A mighty beast that once traversed the waters of the Black Sea is finally getting the retirement it deserves – the only Lun-class ekranoplan, the MD-160, has been towed to the Republic of Dagestan, Russia and is now being repurposed to become a tourist attraction. Visitors will reportedly be able to look inside the 300-tonne machine, which served first in the Soviet and then in the Russian Navy until being retired in the late 1990s.
Despite being exclusively deployed at sea, ekranoplans are not technically ships, despite being classified as such by the International Maritime Organisation. Nor is it an aircraft in the usual sense. It flies roughly four metres above the water relying on its wings and the ground effect – an aerodynamic force created by the air reflected against the surface of water.
The USSR developed and built several models of ekranoplans, but the MD-160 was the only Lun-class vehicle built except for the prototype craft, which crashed after 15 years of tests in the Caspian Sea.
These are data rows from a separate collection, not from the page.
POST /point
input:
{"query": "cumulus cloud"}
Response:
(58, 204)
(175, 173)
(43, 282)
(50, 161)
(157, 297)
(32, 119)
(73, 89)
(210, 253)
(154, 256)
The latter were noticed by the CIA in the middle of the Cold War, leaving the agency puzzled about the design and purpose of the ship, which they dubbed the "Caspian Sea Monster".
The spy agency even devised a dedicated drone to watch over the Lun ekranoplan's trials, learning in the process that it was an aircraft capable of both transporting forces and landing missile strikes against enemy ships using P-270 Moskit (Mosquito) guided missiles fired from six launchers.